Trace L4 M7: schedule the outer harness-improvement loop (event-driven driver, no worker integration)

## Summary

Implement Milestone 7 of the trace-driven harness improvement loop: add a
scheduled / event-driven **outer driver** that runs the existing report →
proposal → follow-through chain (M1 #938 / M2 #939 / M3 #940) on a cadence
**without a human prompting each run**, and **without integrating into the
worker binary**.

**Goal alignment (read first):** per #937's North Star the goal is *durable
harness learning that makes future runs fail less* — **not more automation or
more reports**. This milestone is a *means*, not the goal: it earns its place
only if it raises the rate at which confirmed failures become durable harness
fixes.
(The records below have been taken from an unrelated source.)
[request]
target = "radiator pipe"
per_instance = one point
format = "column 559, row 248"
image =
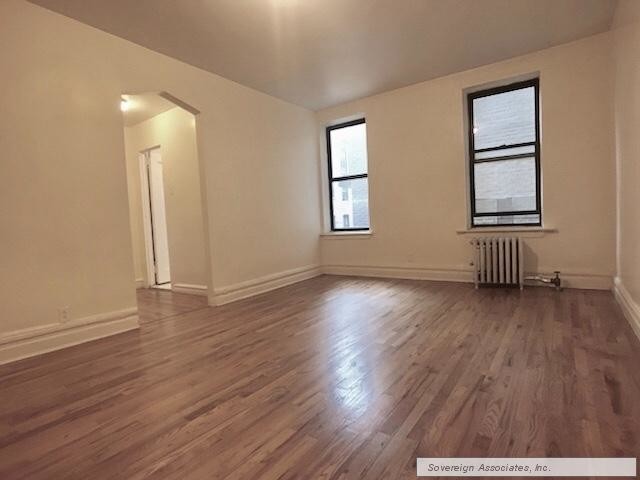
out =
column 555, row 281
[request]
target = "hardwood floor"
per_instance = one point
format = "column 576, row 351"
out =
column 330, row 378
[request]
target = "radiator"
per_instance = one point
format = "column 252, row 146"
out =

It is sequenced **after** M5 (#952, durable evidence) and M6 (#953, the
goal-bearing milestone that closes the ratchet), and **may be deferred or
dropped** — a driver that only schedules more reports/issues without raising the
failure→durable-fix conversion rate is the North Star's named anti-pattern.

The driver is **operator-side product tooling**: it runs in the environment
that runs the aiops worker, consumes **that deployment's** evidence, and
proposes changes to **the operator's target repo**. It is not part of, and does
not act on, the aiops-platform source repo's own development harness.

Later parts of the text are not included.